The players may not like them, but it appears the NBA's controversial sleeved jerseys are not harming shooting percentages in any meaningful way.
According to Houston Rockets statistician Ed Kupfer, shooting efficiency has actually gone up a bit:
As a whole, NBA players wearing sleeves this season are shooting 52.2%, and 49.8% without sleeves.— Ed Kupfer (@EdKupfer) March 8, 2014
Just to be clear, those numbers are measured in effective field-goal percentage (eFG%), a metric that weighs all field-goal attempts based on the fact that three-point attempts are worth 50 percent more than two-point attempts.

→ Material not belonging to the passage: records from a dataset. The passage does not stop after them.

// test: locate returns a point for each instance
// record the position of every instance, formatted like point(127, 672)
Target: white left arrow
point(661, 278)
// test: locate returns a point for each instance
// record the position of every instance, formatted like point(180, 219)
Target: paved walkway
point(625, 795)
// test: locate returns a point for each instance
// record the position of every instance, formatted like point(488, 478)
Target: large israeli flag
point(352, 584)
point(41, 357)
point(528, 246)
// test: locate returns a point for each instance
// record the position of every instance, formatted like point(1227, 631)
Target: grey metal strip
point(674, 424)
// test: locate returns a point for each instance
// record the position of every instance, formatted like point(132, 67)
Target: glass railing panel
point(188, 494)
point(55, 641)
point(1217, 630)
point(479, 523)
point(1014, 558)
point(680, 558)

It should come as no surprise, then, that three-point shooting has risen in games with the sleeved jerseys:
@KevinOConnorNBA threes: 37.7% sleeve, 35.9% no sleeve— Ed Kupfer (@EdKupfer) March 8, 2014
Now, this is not a comprehensive study, and there are several flaws in the method. First, the sample size is not terribly large, as only a few teams have played in sleeves this season, and only for a limited number of games. But it is something to consider.
One player who will probably disagree with Kupfer's findings is Miami Heat forward LeBron James. The reigning two-time MVP struggled while wearing sleeves in Thursday night's blowout loss to the San Antonio Spurs.
He finished with just 19 points on 6-of-18 shooting from the floor, missing all three of his attempts from beyond the arc.
After the game, James admitted to reporters that he had trouble shooting in the jersey: "I’m not making excuses, but I’m not a big fan of the jerseys. Not a big fan of them. I've gotta figure something out the next time I have to wear the short-sleeved jerseys."
He will indeed have to figure something out, because it looks like these jerseys are here to stay. Sure, LeBron is the league's star of stars, and his opinion likely holds more weight than the average player, but the league demonstrated their power when they asked him to swap out his black mask for a clear one.
Why is the league so adamant about adding the sleeved jerseys? Cork Gaines of Business Insider believes the sleeved jerseys might have been designed with advertising space in mind:
In addition to the increase in surface area on the front compared to a traditional jersey, the design includes fewer contrasting colors and less area being covered by graphics, lettering, and numbers. It would seem that this is exactly what you would want to change if you were going to eventually add an advertisement patch to the front of the uniforms.
If that is the case, then the league is going to put profits ahead of players' opinions every time.
The sleeved jerseys are likely here to stay, and the league now has some data to back up the idea that the negative effects may all just be in the mind of the shooter.
* All statistics courtesy of Basketball-Reference.